Oye VeyHeard the phrase “anything that can go wrong, will go wrong”? Yep, Murphy’s Law is prevalent in nursing leadership and management just as it is in other areas of nursing and health care. Here are a few gold-standard Murphy’s Laws for nurse managers and leaders.

1. The day you’ve set aside and diligently blocked from meetings will be the day a stomach virus sweeps through the unit, causing severe short-staffing to the point of needing your clinical assistance for direct patient care. Good job blocking that calendar, and best wishes for “catching up!”

2. Your boss is guaranteed to call you on the one day you leave the office early.

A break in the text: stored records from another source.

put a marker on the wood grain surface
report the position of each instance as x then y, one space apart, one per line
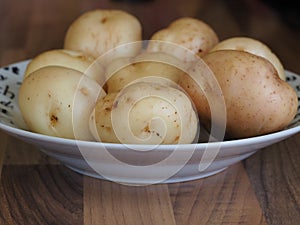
36 189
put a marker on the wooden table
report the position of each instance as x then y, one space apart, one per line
36 189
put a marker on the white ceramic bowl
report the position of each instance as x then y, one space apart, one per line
133 164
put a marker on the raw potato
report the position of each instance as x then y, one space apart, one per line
141 67
67 58
190 33
253 46
145 113
58 101
98 31
100 123
257 100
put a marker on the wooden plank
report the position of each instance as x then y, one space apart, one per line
111 203
274 173
225 198
40 195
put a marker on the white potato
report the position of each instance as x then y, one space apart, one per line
145 113
98 31
58 101
100 123
70 59
154 66
253 46
257 100
190 33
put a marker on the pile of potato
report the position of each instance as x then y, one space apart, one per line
104 85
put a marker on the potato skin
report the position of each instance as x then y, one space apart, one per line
190 33
139 68
76 60
48 104
98 31
253 46
257 100
145 113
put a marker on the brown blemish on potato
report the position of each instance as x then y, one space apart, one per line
53 119
84 91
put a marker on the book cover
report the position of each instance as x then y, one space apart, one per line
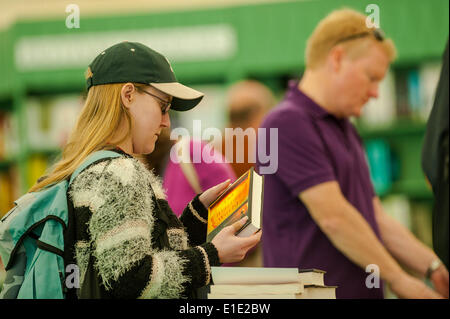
242 198
253 275
268 289
310 277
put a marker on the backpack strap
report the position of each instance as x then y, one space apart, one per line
91 159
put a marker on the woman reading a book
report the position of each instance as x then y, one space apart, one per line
127 242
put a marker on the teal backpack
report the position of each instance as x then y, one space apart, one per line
32 240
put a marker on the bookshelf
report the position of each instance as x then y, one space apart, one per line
264 41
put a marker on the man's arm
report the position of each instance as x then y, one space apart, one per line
352 235
406 248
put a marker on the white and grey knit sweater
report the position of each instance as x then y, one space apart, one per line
120 211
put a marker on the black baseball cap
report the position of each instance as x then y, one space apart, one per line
135 62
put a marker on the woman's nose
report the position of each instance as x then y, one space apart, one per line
165 122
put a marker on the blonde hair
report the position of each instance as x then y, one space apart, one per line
338 25
100 118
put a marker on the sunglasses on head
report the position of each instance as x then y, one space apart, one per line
165 105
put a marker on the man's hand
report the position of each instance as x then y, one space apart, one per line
408 287
439 278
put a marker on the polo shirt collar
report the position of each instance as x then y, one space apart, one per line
296 95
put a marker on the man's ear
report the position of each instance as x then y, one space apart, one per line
335 58
127 94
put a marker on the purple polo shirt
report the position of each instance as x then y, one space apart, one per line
306 158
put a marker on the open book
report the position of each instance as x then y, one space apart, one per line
242 198
269 283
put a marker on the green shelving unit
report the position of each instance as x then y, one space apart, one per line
264 41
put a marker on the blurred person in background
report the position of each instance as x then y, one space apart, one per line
184 178
320 207
127 242
247 102
435 165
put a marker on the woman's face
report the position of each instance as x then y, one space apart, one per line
149 116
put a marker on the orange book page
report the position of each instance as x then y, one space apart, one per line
228 204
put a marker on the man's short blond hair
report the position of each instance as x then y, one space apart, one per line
342 25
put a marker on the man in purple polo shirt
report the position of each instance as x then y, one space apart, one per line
320 208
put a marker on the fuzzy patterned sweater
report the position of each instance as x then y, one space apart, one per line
139 248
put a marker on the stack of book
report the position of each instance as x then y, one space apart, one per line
269 283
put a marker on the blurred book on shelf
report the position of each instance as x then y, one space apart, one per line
38 165
269 283
9 141
380 164
50 120
381 111
429 74
405 93
9 189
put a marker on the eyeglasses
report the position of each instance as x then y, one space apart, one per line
377 33
165 105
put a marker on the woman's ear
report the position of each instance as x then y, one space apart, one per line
127 94
335 58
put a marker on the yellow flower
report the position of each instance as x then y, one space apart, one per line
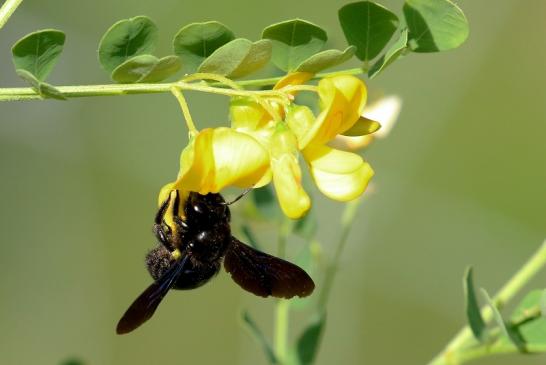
221 157
338 174
260 147
385 111
293 200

And he’ll need some numbers for a report within the hour.

3. The “Can-I-Have-5-Minutes?” conversation will take over your next scheduled meeting – that you lead – and end up with at least three action items to complete.

4. A patient will request to speak with you right as you realize you have yet to empty your bladder during the day.

5. The moment you are fully staffed, at least two team members indicate they need leaves of absence.

6. The probability of Joint Commission showing up for your organization’s unannounced survey increases with the number of days remaining until you leave for your long-awaited vacation.

7. The week after you ask team members to purge storage closets will be the one week of the decade in which something from that storage closet will be requested.

8. Minutes before your budget is due you will remember an ancillary expense that could potentially lead to a major variance.

9. The copy machine will jam and run out of toner as you try to print your presentation for the multidisciplinary board.

10. The candidate you love for the open position will be screened out of the HR system via a glitch, leading to weeks of attempted correction.

Creating these just makes me laugh. Leadership is a trip. In so many great ways.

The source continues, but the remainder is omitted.